Metallic elements and plant sulfur

Overall, the addition of the HS did not significantly increase Cu, Fe, Mn, or Zn concentrations in the aboveground parts or roots of A. atacamensis compared to the MT treatment (Table 4). However, the slight increase in root Cu concentrations in the MT + HS treatment suggests that the alkalinity of both the HS and the tailings material and the predominance of aromatic and alkyl fractions in the HS, as indicated by 13C NMR results, reduced the mobility of metal complexes and facilitated their adsorption on A. atacamensis root tissues. A similar trend for Cu was reported by Tapia et al. (2020), who evaluated Atriplex nummularia Lindl. (A. nummularia) in the same tailings, reporting root concentrations of 155 ± 4.40 mg kg−1 without amendments and 179 ± 21.1 mg kg−1 with 5% w/w commercial humic substance. Our results for root Cu concentrations were higher compared to other studies in mine tailings using species of the genus Atriplex.

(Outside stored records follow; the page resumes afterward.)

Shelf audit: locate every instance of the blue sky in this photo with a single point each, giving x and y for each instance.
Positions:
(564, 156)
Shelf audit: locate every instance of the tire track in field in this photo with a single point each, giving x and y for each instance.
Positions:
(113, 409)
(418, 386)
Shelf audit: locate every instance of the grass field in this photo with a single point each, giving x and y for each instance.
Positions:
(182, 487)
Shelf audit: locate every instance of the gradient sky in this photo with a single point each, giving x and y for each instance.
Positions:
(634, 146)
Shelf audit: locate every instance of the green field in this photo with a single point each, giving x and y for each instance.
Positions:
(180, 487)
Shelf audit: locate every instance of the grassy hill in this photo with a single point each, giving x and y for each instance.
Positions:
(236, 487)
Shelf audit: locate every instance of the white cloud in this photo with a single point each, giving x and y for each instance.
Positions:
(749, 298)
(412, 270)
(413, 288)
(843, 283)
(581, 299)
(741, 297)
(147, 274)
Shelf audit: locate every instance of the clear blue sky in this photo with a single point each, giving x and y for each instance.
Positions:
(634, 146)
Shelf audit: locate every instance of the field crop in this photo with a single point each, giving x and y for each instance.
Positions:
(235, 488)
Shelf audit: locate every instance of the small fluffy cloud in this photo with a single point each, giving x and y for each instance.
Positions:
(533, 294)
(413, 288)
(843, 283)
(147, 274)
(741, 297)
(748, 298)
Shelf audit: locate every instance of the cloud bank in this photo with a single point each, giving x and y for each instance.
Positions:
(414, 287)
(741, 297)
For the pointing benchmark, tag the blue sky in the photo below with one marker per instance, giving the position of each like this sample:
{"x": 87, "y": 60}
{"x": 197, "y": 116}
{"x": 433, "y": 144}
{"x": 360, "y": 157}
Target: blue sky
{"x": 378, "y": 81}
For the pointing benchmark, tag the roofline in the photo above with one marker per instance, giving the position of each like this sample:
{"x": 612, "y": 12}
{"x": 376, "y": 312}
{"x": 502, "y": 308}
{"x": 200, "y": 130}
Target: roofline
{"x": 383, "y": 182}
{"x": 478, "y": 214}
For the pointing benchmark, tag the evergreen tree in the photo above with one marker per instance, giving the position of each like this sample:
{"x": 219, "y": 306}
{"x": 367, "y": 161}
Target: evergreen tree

Thus, in Atriplex halimus L. (A. halimus) grown in mine tailings (total Cu: 1,080 to 2,201 mg kg−1), Midhat et al. (2019) reported maximum root Cu values of 51.5 ± 0.72 mg kg−1, and Tapia et al. (2019) in tailings with humic substances (at a dose of 120 kg ha−1) reported maximum Cu concentrations of 185 ± 37.8 mg kg−1. Furthermore, Acosta et al. (2018) found root Cu concentrations of less than 20 mg kg−1 in A. halimus grown in unamended tailings (pH: 7.4 ± 0.2; DTPA-Cu: 2.3 ± 0.3 mg kg−1). Meanwhile, these results may have one drawback, which has to do with the high solubility of HS, making it vulnerable to leaching losses, especially if only one low dose is applied. An alternative that could improve HS efficiency would be to use higher doses with piecemeal application over time; however, the high cost (12 USD kg−1) of commercial humic substances makes them unsuitable for continuous use, given those areas covered by phytoremediation are usually extensive.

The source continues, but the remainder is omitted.